Islamabad, Oct 26 (IANS) The Taliban have established schools on the outskirts of Pakistan's Karachi city where sermons are delivered to woo youths, said a teenaged would-be suicide bomber arrested Monday.
Sixteen-year-old Mohammad Salaam, a student of Class IX, had met Tehreek-e-Taliban leader Zahir Shah at one of these schools.
"Shah said that becoming a suicide bomber was my ticket to heaven, and on the Day of Judgement I would have nothing to worry about," the News International quoted Salaam as saying.
Later, Salaam discussed this with another TTP leader, Rauf, who also encouraged him to become a suicide bomber.
The teenager then made up his mind to go to Afghanistan and to blow himself up there. He told this to another leader Sher Rehman.
Rehman told Salaam that he didn't have any contacts in Afghanistan but that there were "ample opportunities" in Pakistan to become a suicide bomber.
Salaam said: "Sher Rehman said we do not know the fate of those who will be killed in my attack, but one thing was certain: I will definitely go to heaven."
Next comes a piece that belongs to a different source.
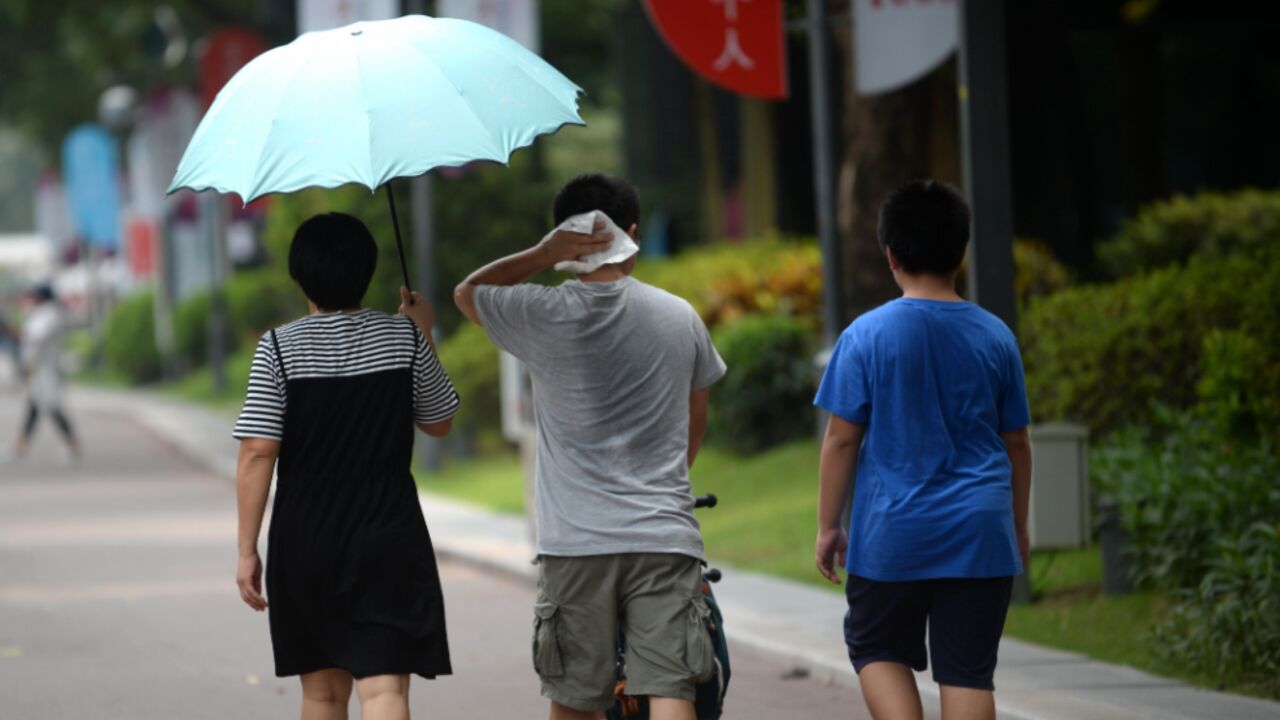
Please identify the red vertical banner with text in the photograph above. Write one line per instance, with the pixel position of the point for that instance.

The young man was encouraged to go to strife-hit Waziristan where he would be imparted further training.
"My meetings with Rehman and other leaders were usually at night, and never in public gatherings.
"Rehman told me that if I disclose my relations with them, they will behead my family and me. After getting caught, I have realised that I was engaged in vice," the teenager said.